What readers will learn about Jill Soloway from the lengthy profile by The New Yorker is that she is an introspective, self-aware, and very outspoken woman who turned her experiences into award-winning entertainment: her upbringing as an outsider, her parents’ divorce, a soul-crushing chain of Hollywood industry catastrophes, her feminism, and her fascination with and simultaneous revulsion toward femininity.

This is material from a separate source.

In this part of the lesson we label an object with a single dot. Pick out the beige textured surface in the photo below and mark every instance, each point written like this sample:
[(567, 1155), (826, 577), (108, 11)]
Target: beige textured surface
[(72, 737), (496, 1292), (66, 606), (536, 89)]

And those who read the article all the way to the end (spoiler alert) will also learn, Soloway is dating a woman. She confirmed that she is out in an email to The Advocate. And she’s not dating just any woman; as befits the woman who does nothing in a small way, the executive producer and creator of Transparent revealed in The New Yorker she is in a relationship with the iconic poet Eileen Myles. “We had pretty much an instant connection,” Soloway told the magazine.

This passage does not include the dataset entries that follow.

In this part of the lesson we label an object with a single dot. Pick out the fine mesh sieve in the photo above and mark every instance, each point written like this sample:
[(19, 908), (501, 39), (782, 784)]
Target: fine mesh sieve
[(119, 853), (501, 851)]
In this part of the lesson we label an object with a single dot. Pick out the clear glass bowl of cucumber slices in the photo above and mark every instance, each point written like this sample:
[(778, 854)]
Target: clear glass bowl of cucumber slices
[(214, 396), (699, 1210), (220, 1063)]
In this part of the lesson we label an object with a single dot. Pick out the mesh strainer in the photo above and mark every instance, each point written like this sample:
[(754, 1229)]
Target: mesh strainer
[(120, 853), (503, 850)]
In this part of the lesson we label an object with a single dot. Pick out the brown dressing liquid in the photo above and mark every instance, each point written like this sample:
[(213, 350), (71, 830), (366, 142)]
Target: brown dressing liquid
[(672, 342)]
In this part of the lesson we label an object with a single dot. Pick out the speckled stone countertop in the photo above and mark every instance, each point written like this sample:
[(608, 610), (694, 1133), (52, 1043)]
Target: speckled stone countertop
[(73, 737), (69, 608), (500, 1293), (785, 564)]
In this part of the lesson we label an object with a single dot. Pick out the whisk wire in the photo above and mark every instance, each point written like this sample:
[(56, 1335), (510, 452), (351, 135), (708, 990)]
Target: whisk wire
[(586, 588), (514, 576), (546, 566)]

And in typical Hollywood fashion, Soloway only met her new love because her writers decided to model a new character in season 2 of Transparent on Myles. They met in person by sheer coincidence and worked feverishly to find time between their busy schedules just to talk on the phone.
Then her writers presented Soloway with a journal Myles wrote, purchased to help with character development.
“I open it up, and the first thing it says is ‘Whoever falls in love with me is in trouble,’” Soloway told The New Yorker. “It was like she wrote to me without even knowing that I existed.”
Soloway also revealed to the magazine that she and her husband, Bruce Gilbert — Transparent’s music supervisor — are separating, amicably. “We’ll always do the Jewish holidays together,” Soloway told writer Ariel Levy.
And of course there is the revelation that catapulted her to success: not just her parent’s coming out as transgender, which led her to create the Amazon hit Transparent, but how that information revealed to Soloway who she is, as her sister and collaborator Faith told Levy:
“For Jill, it was: This is why I am the way I am. This is why I have these feelings about being female in the world.”
Soloway told the magazine about her lifelong obsession with gender issues and her bedrock feminist ideals. After another in a series of career setbacks, many revolving around men, Levy writes, Soloway was working on a production to explore “the mystery of intimacy” when the person she had thought of as her father told her she was a woman named Carrie. “The most intimate patriarchy in her life toppled,” wrote Levy.